The rain falling down and the wind coming off Long Lake did not stop them from gathering on the Naples Public Dock in remembrance of 9-11.

“It’s not about us. It’s about memorializing the people who died that day,” said Patricia Shaw.

She and her husband Ron Shaw said it was still “unfathomable, hard to comprehend” the severity of what happened on 9-11. Likewise, when they stop and remember, the pain is still so raw.

“It is hard to figure out why or how someone could harbor that much hate in their heart for the United States, to do that,” Ron Shaw said, of the pilots who committed suicide as part of their mission to kill as many Americans as possible.

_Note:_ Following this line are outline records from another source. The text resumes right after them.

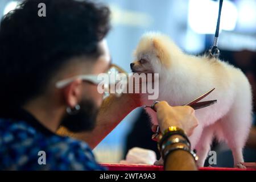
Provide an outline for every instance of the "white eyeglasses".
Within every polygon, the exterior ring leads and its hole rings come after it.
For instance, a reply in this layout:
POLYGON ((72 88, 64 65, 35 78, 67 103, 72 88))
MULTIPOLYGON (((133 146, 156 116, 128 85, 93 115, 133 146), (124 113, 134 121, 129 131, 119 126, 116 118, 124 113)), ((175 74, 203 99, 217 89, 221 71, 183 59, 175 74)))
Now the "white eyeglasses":
MULTIPOLYGON (((125 75, 127 75, 127 73, 121 68, 118 67, 115 64, 112 64, 110 69, 108 70, 106 73, 110 75, 111 73, 115 73, 115 74, 118 73, 125 73, 125 75)), ((101 79, 99 77, 99 75, 77 75, 71 78, 67 78, 65 80, 60 80, 57 81, 56 83, 56 87, 58 89, 62 89, 69 84, 70 84, 72 81, 73 81, 76 79, 80 79, 84 81, 88 81, 92 83, 94 85, 98 85, 100 84, 102 84, 104 80, 104 79, 101 79)), ((115 82, 110 82, 108 80, 106 82, 103 82, 104 85, 104 97, 109 95, 109 88, 110 88, 110 84, 115 84, 115 82)), ((117 94, 117 96, 119 96, 120 94, 117 94)))

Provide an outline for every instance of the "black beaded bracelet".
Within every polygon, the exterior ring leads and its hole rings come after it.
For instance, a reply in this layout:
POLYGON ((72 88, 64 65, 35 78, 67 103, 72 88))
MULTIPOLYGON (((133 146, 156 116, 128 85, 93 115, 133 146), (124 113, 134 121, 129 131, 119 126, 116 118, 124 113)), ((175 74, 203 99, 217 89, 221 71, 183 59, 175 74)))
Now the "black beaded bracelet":
MULTIPOLYGON (((179 137, 175 137, 174 138, 172 138, 172 139, 168 139, 166 142, 163 143, 162 146, 162 148, 161 148, 161 151, 164 151, 164 149, 166 148, 166 147, 167 146, 171 146, 175 144, 177 144, 177 143, 182 143, 184 144, 185 145, 186 145, 187 146, 188 146, 189 148, 189 150, 191 149, 190 148, 190 144, 188 142, 187 140, 186 139, 181 139, 179 138, 179 137)), ((163 154, 162 154, 162 156, 163 156, 163 154)))
POLYGON ((189 152, 194 158, 195 161, 196 162, 196 161, 198 160, 198 157, 196 155, 196 154, 193 151, 191 151, 188 146, 184 146, 182 145, 178 145, 174 146, 170 148, 169 148, 166 152, 164 152, 163 158, 164 159, 164 161, 166 161, 166 158, 169 155, 171 152, 176 151, 176 150, 183 150, 184 151, 187 151, 189 152))
POLYGON ((190 143, 189 140, 188 139, 188 137, 185 134, 185 133, 184 132, 183 132, 181 130, 168 131, 168 132, 165 133, 162 136, 162 138, 160 139, 160 141, 158 142, 158 150, 159 150, 160 152, 162 151, 162 146, 163 145, 163 142, 165 142, 168 139, 169 139, 171 136, 175 135, 180 135, 182 137, 183 137, 184 138, 185 138, 189 144, 188 147, 190 147, 191 143, 190 143))

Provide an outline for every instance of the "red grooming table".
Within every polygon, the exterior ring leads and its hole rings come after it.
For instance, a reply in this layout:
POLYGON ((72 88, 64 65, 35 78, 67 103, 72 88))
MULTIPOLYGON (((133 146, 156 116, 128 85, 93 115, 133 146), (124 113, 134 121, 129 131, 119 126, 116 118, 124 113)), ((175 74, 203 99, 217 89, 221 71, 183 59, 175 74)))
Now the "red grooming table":
MULTIPOLYGON (((202 167, 199 171, 256 171, 254 163, 247 163, 245 165, 246 169, 222 168, 222 167, 202 167)), ((162 166, 143 164, 122 164, 101 163, 101 166, 109 169, 109 171, 163 171, 162 166)))

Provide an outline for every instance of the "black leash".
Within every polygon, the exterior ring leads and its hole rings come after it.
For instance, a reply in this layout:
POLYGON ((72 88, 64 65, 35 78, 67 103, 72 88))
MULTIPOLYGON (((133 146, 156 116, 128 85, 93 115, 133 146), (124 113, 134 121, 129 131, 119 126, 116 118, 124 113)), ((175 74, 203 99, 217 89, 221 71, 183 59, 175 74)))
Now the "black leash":
POLYGON ((213 40, 213 46, 209 50, 209 55, 210 57, 217 58, 220 56, 220 50, 218 49, 218 33, 220 32, 220 17, 221 14, 221 9, 222 7, 223 0, 220 0, 220 6, 218 7, 218 20, 217 22, 216 30, 213 40))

“The pain is still real. And, if it is that real for us, the Americans who saw it on TV, then think how much it hurts for the people who were there” and the people who had loved ones die, he said.

In 2008, before a memorial was built where the Twin Towers once stood, the Shaws visited the ground zero site in New York. There, 2,823 people had died including those aboard the planes, according to the United States (U.S.) State Department.

When the Shaws toured the site, they saw the twisted metal beams and gaping holes in concrete that stood as a testament to the devastation of 9-11, Ron said.

On Friday, the Town of Naples’ warning siren went off at 8:46 a.m. to signal the time that the first plane crashed into the North Tower of the World Trade Center in New York.

Once the sound of the siren subsided, Ron Shaw began to play Taps on the trumpet while others in the group stood silent.

Some people left the dock, heading to their workplaces. Other lingered momentarily.

Monika Norberg, of Naples, said she remembers the details of 9-11 like it was yesterday.

She was living in Connecticut and working in the quality control department for Ensign-Bickford Aerospace and Defense.

“We had three days of no planes flying” and when she went outside from one warehouse to another “it was eerie and quiet,” Monika said.

“Most people stayed home. It was like when (John F.) Kennedy was shot,” she said.

The terrorists “are jealous of the U.S. They are envious of the nice life. People who are born in the U.S should be thankful to their forefathers who came here with nothing in their pockets,” she said.

According to Forrest Norberg, the passage of 14 years since that particular terrorist attack does not mean Americans should get complacent.

“We tend to get lax. We should stay vigilant,” he said.

Like the flag he held during the 9-11 ceremony, “we should never forget,” he said.

Ron Shaw said it is difficult to find healing and especially hard to make sense of what happened that day, and how so many lives were taken. That death toll continued after Sept. 11, 2001, because first responders were exposed to toxic air that day, he said.

Like the Phoenix rising from the ashes, Americans did lean on one another and offer support. A sense of national pride arose.

The community — whether it was in a rural area or in the city — gathered together and found strength, according to Ron Shaw.